Wonder how long the WH has had it?.
“Moscow could have kept those 11 spies at home and just spent the $49 to get this software”
The US has GM.
Russia has excess spies.
They are both primarily job programs.
If you use Firefox they don’t need to crack it, your passwords can be seen in clear text (Tools- options, security, stored passwords, show passwords). More fun still your passwords and other stored text (like say your CC numbers) are stored somewhere in your profile stuff, so anybody on the machine just has to copy the Mozilla folder from your Application Data and they’ve got all your magic conveniences.
I like FF a lot, but they actually have a pretty massive security hole.
And everyone told me I was paranoid! I have never used the internet for any on-line transactions. But then again, I have never used an ATM!
The FF problem isn’t an issue with the internet per se, somebody would have to access your machine. But it’s worth keeping in mind if you’re doing anything on a machine that isn’t yours (like at work).
>> And everyone told me I was paranoid! I have never used the internet for any on-line transactions.
Personally. I get around it by staying broke.
No money to spend, no money to steal... :-)
For those who are interested, there are two basic ways to encrypt your hard drive. The fastest, but more expensive, is through hardware encryption. This is most practically done with the purchase of a hard drive. Companies like Hitachi have encrypted hard drives for portable computers, but others make such drives that work in desktop systems, too. Examples of these are:
However, for most people, two basic options are available for quick, cheap use, but they slow down your system a bit. These hard drive software encryption options are TrueCrypt (an open source, well-respected, free for all package) and Microsoft’s Bitlocker (free with Vista and Windows 7 Ultimate).
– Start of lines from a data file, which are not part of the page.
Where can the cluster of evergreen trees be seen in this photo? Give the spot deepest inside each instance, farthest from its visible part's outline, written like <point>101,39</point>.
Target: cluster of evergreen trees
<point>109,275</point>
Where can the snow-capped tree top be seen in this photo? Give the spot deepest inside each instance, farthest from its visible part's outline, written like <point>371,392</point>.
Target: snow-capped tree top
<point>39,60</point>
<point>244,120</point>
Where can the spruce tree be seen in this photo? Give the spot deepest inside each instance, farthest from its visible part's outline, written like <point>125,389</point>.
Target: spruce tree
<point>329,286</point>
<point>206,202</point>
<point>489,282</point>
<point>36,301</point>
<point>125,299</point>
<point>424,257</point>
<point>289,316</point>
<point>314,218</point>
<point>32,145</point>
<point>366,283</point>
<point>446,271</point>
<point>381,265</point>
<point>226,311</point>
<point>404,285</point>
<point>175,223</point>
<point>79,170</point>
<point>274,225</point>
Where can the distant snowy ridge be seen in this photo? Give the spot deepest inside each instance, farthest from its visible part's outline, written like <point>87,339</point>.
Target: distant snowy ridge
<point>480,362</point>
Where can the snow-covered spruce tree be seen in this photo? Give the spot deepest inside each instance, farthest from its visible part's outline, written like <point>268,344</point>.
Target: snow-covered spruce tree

Bitlocker would be the most transparent and likely easiest to implement, but only if you already have and Ultimate on your system (you could upgrade, of course, too). However, the vast majority of people think that TrueCrypt has the best, most thorough implementation for users, and it’s completely free.
More on these here:
Better not be calling me a liar. You can verify it yourself, make a new login on your machine, copy your Mozilla over from Application Data (which is a hidden folder by default, but we should all know about Windows’ “hidden” folders) to the new account, login to the machine with the new account, come to FR, and check out how you’re logged in just like it was your old Windows login.
We were getting a network shuffle at work, so everybody was getting new machine accounts, when I copied the folder I figured all I’d get was my bookmark list and various UI/ usability tweaks. I was pretty surprised to find it moved the keys to my FF universe, convenient so long as I’m the only one on the machine, scary if somebody else get’s in there.
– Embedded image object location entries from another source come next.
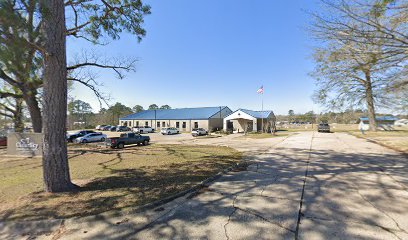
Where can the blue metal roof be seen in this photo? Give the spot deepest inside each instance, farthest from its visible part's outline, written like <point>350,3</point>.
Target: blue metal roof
<point>202,113</point>
<point>256,114</point>
<point>382,118</point>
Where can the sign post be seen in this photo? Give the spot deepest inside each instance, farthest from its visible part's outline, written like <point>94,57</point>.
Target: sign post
<point>25,144</point>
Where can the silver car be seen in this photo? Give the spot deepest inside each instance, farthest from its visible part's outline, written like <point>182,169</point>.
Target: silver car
<point>169,131</point>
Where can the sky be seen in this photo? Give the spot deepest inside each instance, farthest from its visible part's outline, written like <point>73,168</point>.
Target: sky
<point>213,53</point>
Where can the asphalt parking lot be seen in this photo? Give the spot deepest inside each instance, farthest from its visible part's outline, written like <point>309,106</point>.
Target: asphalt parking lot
<point>307,185</point>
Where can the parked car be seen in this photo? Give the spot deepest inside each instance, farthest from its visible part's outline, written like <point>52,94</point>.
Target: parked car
<point>100,127</point>
<point>92,137</point>
<point>106,128</point>
<point>169,131</point>
<point>145,129</point>
<point>127,139</point>
<point>198,132</point>
<point>323,127</point>
<point>72,137</point>
<point>122,129</point>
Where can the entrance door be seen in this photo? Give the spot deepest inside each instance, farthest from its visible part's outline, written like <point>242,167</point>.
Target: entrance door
<point>230,126</point>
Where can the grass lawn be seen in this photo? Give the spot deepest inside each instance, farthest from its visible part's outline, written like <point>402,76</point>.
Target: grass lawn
<point>397,139</point>
<point>266,135</point>
<point>109,179</point>
<point>334,127</point>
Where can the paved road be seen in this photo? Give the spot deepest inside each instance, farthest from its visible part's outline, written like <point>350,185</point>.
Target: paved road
<point>309,186</point>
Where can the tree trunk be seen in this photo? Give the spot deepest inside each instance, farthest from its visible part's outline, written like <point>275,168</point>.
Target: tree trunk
<point>34,109</point>
<point>55,161</point>
<point>18,116</point>
<point>370,102</point>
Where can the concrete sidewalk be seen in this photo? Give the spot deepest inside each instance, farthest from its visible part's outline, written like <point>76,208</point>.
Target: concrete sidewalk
<point>307,186</point>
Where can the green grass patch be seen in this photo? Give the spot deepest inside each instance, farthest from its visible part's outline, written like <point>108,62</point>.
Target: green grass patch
<point>109,179</point>
<point>397,139</point>
<point>266,135</point>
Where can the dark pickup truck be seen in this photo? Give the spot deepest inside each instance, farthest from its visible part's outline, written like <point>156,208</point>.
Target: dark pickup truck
<point>323,127</point>
<point>127,139</point>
How can that be if I store none on the computer? Second,, my online banking is done on a small laptop that is ONLY used for banking, even then, only as guest, not administrator. Never used for surfing or email,
i use ff and believe it or not my ebay acct was hacked
how do i fix this massive security hole in FF
any suggestions? changeing passwords is obviously not the answer
What are the odds that after loading this program, the only passwords lost are those of the users.
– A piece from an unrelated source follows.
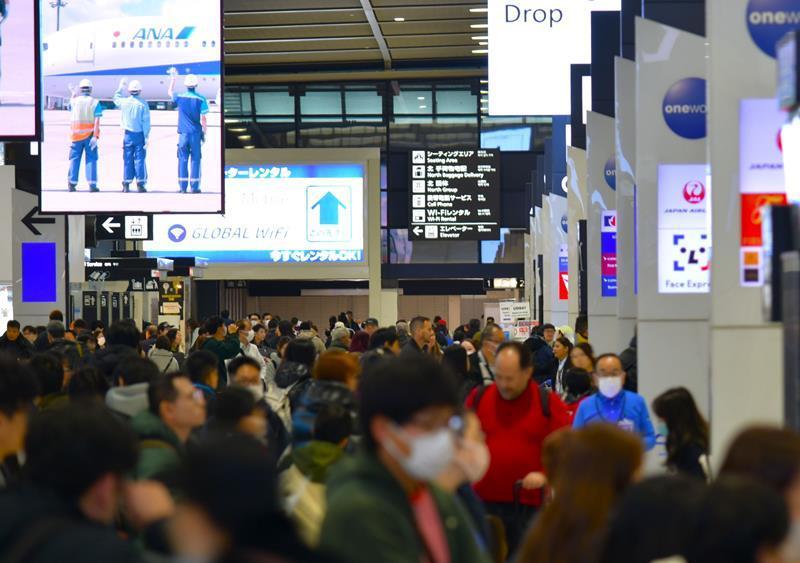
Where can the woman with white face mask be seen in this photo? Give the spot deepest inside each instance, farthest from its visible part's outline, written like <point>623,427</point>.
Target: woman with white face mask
<point>613,405</point>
This probably isn’t how your e-bay got hacked, unless your e-bay info is on a machine somebody else can access. You can’t fix this hole though, short of not using FF, this is a basic design flaw in the product, all your stored data is somewhere in that folder and it’s not keyed to your Windows login so if it gets copied to another login (or machine, I’ve used this for machine and OS changes too, really it’s kind of handy in a scary way) then all the info goes across.
This is what you get when you pollute your computer with feeble Microsoft crapware. I’m happily 100% Microsoft-free.